11/22/2010

finale for the ages

Whatever else there is to say about the season, the Big 12 is going out in style. When you look at the combination of top teams, bowl eligible teams, and race for the champion, no other conference is close. The SEC is having a down year; that happens from time to time. Their conference championship game has already been decided; Auburn and South Carolina can both lose and they'll still face each other. It's really the Pac 10 and Big Ten I would pick on. The Pac 10 is awful. Fully half of the conference has a losing record. Assuming Oregon doesn't embarrass itself at Arizona, the Pac 10 only has two teams with fewer than four losses! Outside of their game against each other, Oregon and Stanford won't have played a single top 20 team all season. That's unbelievable when you think about it.

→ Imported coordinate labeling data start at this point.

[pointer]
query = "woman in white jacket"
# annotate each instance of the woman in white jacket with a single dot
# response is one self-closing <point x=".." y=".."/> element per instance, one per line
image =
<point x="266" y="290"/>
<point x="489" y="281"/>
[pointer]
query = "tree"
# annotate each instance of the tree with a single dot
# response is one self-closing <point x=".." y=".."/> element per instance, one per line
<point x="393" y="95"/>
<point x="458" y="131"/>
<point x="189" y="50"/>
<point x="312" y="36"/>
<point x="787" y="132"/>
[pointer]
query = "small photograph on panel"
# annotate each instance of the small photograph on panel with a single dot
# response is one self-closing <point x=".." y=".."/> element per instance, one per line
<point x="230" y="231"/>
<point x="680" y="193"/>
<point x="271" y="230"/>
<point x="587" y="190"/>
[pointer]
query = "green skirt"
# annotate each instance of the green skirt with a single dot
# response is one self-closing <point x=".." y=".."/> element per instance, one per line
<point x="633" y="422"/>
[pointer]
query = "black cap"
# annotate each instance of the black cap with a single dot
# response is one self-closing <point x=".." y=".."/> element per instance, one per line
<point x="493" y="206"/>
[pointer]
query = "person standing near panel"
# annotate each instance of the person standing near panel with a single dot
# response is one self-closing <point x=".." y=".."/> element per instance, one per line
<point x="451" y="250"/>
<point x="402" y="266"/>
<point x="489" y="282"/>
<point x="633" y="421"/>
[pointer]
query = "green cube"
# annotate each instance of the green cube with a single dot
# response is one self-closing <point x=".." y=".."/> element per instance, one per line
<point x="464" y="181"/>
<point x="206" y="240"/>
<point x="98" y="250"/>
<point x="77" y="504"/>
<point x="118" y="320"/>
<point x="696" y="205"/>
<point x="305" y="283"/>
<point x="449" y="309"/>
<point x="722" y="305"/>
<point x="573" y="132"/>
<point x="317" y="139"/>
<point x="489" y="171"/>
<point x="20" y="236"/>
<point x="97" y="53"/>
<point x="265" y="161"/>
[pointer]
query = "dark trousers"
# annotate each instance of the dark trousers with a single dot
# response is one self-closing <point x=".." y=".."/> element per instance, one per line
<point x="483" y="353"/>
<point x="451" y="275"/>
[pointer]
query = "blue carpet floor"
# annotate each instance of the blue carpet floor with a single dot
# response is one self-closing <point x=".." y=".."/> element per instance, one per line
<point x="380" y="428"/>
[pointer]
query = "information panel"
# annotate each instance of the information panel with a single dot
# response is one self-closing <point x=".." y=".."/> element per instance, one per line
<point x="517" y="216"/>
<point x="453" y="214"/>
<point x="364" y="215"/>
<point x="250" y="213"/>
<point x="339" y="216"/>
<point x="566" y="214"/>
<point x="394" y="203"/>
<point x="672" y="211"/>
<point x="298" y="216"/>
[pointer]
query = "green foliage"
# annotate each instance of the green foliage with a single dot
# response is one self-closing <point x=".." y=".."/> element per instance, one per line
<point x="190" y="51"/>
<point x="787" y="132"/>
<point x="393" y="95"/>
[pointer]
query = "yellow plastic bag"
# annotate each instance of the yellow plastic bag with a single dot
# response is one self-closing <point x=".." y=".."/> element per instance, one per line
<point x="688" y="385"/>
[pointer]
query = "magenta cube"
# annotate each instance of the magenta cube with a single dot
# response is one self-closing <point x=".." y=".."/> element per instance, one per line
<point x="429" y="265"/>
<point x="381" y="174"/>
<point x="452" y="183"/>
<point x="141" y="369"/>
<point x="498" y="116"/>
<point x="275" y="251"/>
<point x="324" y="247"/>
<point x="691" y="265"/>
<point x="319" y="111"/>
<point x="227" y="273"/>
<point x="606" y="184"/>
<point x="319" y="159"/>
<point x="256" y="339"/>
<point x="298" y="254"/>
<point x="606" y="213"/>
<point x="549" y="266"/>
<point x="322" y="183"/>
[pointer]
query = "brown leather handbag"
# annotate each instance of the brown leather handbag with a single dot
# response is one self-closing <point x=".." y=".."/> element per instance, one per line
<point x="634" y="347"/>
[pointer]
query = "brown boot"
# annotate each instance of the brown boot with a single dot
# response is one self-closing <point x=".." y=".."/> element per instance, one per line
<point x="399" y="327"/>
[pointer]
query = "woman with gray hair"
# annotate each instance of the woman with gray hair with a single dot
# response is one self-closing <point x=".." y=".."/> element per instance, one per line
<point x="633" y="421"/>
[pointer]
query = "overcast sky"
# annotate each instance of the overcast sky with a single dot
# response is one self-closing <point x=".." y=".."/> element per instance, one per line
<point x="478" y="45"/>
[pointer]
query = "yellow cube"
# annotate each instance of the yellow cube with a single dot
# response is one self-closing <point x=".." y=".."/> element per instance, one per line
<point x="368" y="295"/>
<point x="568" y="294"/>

Meanwhile, in the Big Ten, there are three good teams. Everybody else has at least four losses there, too. And the one that won the head-to-head matchup isn't the one getting the respect. However, because Michigan State and Ohio State didn't play each other this year, that means they also, like Oregon and Stanford, had no other game in the entire season against a top 20 team.

At least the SEC, like the Big 12, has had its top teams playing good competition for more than one game. And the ACC and Big East are having competitive races; their shortfall is a lack of victories by their top teams out of conference.

In contrast, in the Big 12, every top team has played multiple games against other top teams. If Oklahoma State, Nebraska, Missouri, Oklahoma, and Texas A&M had only played one top 20 team, all five of them would have zero or one losses. Think about that. Every top team took care of non-conference games. Even bottom teams, like Colorado and Kansas, have wins against non-conference opponents like Hawaii, Georgia, and Georgia Tech. The championship game won't be determined until the very end of the season. There's a legitimate shot of having either ten bowl eligible teams or four different teams with at least ten wins each.

It seems fitting that part of the story comes down to Big 12 quitters Colorado and Nebraska. Does CU end its Big 12 run with an embarrassing season, or do they send NU packing with a gut-wrenching loss?